Global arts Professor Yehuda Sharim’s 2019 documentary “Songs That Never End” will continue to be screened at several international venues over the course of the coming weeks.
The documentary examines the displacement refugees grapple with upon relocating. The film follows the Dayans, an Iranian family who fled their home and relocated in Houston where they are met with new struggles, including hurricanes and a contentious presidential election.
Told through the eyes of 9-year-old Hana and her brother, Ali, 14, “Songs That Never End” follows the family’s journey in metropolitan Texas as they build a home in one of the city’s most diverse neighborhoods, where there is also a health clinic run for and by immigrants and refugees. The documentary is an intimate portrayal of displacement, offering insight into the complex emotional experience of refugees as they not only geographically relocate, but mentally and emotionally adjust to a new way of living.

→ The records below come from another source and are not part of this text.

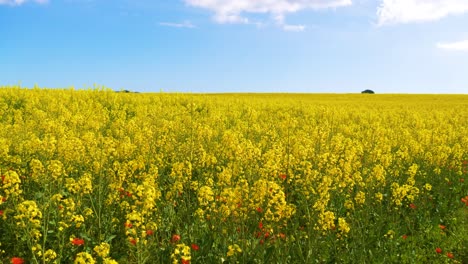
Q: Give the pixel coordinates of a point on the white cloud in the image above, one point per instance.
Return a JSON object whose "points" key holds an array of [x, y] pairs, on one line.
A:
{"points": [[407, 11], [235, 11], [455, 46], [185, 24], [20, 2]]}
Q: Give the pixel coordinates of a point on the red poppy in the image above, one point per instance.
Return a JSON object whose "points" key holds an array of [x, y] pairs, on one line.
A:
{"points": [[195, 247], [465, 200], [78, 241], [16, 260], [175, 238]]}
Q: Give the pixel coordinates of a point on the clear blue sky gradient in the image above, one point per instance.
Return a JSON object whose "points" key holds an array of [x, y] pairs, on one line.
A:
{"points": [[149, 45]]}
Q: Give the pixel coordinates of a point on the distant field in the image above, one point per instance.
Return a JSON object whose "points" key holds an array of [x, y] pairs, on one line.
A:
{"points": [[105, 177]]}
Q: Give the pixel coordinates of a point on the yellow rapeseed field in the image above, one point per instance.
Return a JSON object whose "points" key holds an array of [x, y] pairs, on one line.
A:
{"points": [[95, 176]]}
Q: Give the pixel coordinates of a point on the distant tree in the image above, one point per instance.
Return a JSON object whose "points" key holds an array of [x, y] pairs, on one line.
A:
{"points": [[368, 91]]}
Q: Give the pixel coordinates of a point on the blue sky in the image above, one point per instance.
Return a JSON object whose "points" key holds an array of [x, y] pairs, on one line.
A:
{"points": [[316, 46]]}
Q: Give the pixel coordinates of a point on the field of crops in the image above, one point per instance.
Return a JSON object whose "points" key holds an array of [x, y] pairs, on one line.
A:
{"points": [[103, 177]]}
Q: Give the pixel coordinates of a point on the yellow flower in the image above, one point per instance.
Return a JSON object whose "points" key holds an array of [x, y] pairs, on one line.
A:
{"points": [[84, 258]]}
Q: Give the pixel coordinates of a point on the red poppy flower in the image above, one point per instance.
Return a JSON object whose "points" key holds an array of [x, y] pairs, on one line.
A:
{"points": [[175, 238], [78, 241], [465, 200], [16, 260], [195, 247]]}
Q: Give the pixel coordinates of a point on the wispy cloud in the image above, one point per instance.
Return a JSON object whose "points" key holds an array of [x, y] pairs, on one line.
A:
{"points": [[20, 2], [236, 11], [454, 46], [185, 24], [407, 11]]}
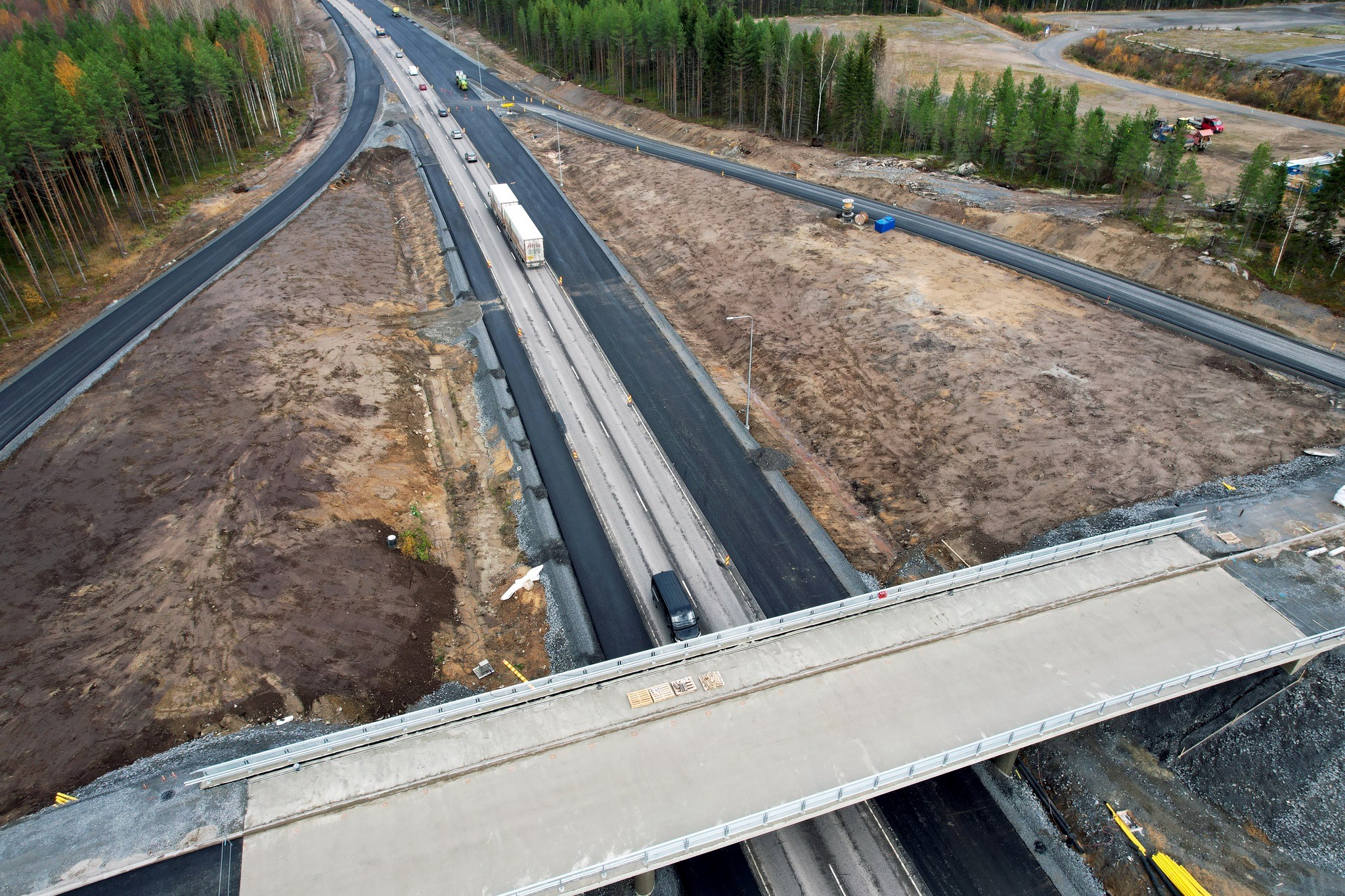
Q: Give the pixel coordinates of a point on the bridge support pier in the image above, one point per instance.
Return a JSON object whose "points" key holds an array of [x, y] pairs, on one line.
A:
{"points": [[1005, 762], [1296, 667]]}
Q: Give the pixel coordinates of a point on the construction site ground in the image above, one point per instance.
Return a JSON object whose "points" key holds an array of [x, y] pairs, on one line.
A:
{"points": [[926, 395], [1082, 228], [194, 211], [944, 412], [198, 543]]}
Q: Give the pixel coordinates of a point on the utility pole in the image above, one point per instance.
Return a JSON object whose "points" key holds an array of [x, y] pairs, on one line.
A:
{"points": [[751, 337]]}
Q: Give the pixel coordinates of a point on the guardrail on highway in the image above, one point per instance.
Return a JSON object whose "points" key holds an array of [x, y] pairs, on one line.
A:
{"points": [[854, 792], [521, 694]]}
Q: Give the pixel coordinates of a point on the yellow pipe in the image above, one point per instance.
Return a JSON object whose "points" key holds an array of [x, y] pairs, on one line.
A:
{"points": [[1126, 830]]}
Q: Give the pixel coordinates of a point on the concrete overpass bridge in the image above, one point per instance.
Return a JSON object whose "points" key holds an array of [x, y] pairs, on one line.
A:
{"points": [[571, 782]]}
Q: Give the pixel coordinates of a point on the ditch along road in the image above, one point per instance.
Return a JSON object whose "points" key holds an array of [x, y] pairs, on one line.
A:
{"points": [[650, 521], [42, 389], [1273, 18], [853, 851]]}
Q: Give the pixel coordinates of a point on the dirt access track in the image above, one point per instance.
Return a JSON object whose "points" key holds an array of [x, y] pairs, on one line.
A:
{"points": [[927, 395], [198, 542]]}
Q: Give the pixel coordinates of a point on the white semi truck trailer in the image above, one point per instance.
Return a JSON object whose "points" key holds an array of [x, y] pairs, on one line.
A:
{"points": [[522, 233]]}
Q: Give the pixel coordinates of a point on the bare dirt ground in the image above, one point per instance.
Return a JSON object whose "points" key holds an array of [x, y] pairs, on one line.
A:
{"points": [[929, 395], [198, 542], [1070, 226], [957, 45], [211, 206]]}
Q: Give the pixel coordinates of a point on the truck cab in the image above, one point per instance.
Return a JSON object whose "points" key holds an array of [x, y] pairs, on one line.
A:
{"points": [[670, 594]]}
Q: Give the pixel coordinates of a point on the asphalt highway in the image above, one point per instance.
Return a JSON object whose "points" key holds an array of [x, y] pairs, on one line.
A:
{"points": [[617, 622], [49, 381], [779, 565], [649, 519], [782, 567], [1149, 304]]}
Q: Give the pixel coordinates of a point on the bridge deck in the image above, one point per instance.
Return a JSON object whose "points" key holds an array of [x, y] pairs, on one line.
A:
{"points": [[525, 794]]}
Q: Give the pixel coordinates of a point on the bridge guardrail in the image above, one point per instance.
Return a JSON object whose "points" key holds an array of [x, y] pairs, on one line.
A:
{"points": [[834, 798], [516, 695]]}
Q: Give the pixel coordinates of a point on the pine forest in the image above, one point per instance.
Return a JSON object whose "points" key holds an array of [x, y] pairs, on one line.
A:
{"points": [[102, 113]]}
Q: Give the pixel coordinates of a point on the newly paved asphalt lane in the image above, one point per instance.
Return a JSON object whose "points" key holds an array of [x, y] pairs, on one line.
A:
{"points": [[26, 398], [617, 622], [1206, 324], [780, 565]]}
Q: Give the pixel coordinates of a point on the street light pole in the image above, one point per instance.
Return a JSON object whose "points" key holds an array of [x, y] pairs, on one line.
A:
{"points": [[751, 337]]}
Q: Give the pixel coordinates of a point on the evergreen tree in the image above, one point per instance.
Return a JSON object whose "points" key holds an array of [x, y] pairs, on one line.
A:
{"points": [[1327, 205]]}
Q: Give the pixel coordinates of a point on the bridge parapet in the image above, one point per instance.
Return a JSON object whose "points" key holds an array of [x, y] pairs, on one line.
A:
{"points": [[430, 717]]}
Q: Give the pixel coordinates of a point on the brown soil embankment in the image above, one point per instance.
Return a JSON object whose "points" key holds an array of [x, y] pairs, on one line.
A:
{"points": [[192, 213], [1069, 226], [198, 542], [927, 394]]}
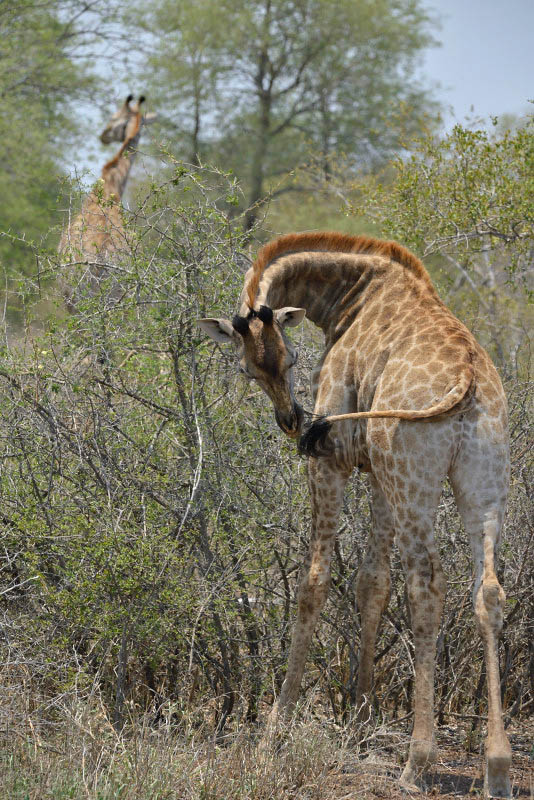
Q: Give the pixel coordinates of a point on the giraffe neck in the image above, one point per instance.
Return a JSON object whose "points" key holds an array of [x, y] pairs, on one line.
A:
{"points": [[116, 172], [335, 287]]}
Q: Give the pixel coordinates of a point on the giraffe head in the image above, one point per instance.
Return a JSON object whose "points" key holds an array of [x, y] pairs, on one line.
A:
{"points": [[126, 122], [266, 355]]}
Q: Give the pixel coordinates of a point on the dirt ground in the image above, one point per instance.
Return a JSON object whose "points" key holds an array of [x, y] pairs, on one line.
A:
{"points": [[456, 773]]}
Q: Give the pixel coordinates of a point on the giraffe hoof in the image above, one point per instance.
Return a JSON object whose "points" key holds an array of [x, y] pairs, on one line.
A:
{"points": [[407, 782], [497, 777]]}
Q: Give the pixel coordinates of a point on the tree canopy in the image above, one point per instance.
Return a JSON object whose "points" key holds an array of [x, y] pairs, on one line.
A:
{"points": [[264, 86]]}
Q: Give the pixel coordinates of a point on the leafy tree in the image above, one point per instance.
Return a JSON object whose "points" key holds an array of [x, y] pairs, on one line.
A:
{"points": [[43, 70], [273, 81], [466, 204]]}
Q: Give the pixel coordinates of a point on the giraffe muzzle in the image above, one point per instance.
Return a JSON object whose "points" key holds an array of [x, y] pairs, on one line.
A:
{"points": [[290, 423]]}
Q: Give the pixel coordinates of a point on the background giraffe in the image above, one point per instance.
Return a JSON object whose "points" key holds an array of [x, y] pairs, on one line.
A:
{"points": [[97, 233], [407, 394]]}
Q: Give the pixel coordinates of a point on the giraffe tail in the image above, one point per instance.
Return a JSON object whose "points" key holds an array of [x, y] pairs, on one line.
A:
{"points": [[313, 441]]}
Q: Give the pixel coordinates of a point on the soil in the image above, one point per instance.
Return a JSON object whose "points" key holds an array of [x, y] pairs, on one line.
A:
{"points": [[457, 773]]}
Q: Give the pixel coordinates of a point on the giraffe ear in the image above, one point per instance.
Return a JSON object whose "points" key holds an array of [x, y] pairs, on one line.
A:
{"points": [[289, 316], [220, 330]]}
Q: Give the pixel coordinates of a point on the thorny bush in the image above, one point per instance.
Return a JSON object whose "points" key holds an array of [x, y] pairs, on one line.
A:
{"points": [[154, 519]]}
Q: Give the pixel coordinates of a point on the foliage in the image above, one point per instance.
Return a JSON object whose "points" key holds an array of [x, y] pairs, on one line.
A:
{"points": [[264, 86], [154, 521], [465, 204], [43, 71]]}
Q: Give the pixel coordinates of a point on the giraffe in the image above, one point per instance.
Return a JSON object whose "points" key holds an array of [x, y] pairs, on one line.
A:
{"points": [[97, 232], [402, 391]]}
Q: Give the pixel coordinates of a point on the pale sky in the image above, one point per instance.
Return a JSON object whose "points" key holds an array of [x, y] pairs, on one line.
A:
{"points": [[485, 65], [487, 56]]}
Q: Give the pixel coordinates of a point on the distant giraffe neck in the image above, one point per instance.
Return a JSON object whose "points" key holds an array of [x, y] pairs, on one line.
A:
{"points": [[116, 172], [334, 287]]}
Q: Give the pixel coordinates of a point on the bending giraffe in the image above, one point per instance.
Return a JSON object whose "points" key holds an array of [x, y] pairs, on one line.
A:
{"points": [[97, 233], [404, 392]]}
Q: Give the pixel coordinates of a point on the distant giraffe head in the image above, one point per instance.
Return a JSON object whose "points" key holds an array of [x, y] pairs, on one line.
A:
{"points": [[126, 122], [266, 354]]}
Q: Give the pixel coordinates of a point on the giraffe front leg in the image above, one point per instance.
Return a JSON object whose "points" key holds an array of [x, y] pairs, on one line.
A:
{"points": [[326, 485], [372, 591], [489, 600], [426, 593]]}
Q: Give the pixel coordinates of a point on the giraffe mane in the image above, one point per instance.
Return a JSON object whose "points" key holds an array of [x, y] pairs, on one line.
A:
{"points": [[330, 241], [115, 160]]}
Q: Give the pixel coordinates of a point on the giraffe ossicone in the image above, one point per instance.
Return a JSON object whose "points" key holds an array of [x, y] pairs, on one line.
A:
{"points": [[405, 391]]}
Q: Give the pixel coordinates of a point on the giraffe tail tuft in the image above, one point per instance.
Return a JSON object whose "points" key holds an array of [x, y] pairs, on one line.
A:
{"points": [[313, 441]]}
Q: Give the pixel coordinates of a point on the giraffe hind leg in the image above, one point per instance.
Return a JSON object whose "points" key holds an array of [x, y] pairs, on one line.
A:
{"points": [[482, 514]]}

“Songs That Never End” is Sharim’s latest film. Previous work includes “We Are in It” (2016) and “Seeds of All Things” (2018), both of which appeared in various film festivals, universities and artistic venues across the world.
In November, “Songs That Never end” will be screened virtually at UC Merced as well as in Germany and Greece.
UC Merced’s Center for the Humanities will host a virtual screening of the documentary along with a question and answer session with Sharim on Friday, Nov. 13. Registration is available here.
The Obama Institute for Transnational American Studies at Johannes Gutenberg University Mainz in Germany will screen the documentary daily from Saturday, Nov. 14, until Sharim’s culminating talk on Thursday, Nov. 19. Registration is available here.
Humboldt University of Berlin will virtually host Sharim to speak as part of its W.E.B. Du Bois lecture series on Nov. 24. More information is available here.
The Athens Ethnographic Film Festival will also screen “Songs That Never End” from Nov. 26, through Dec. 4.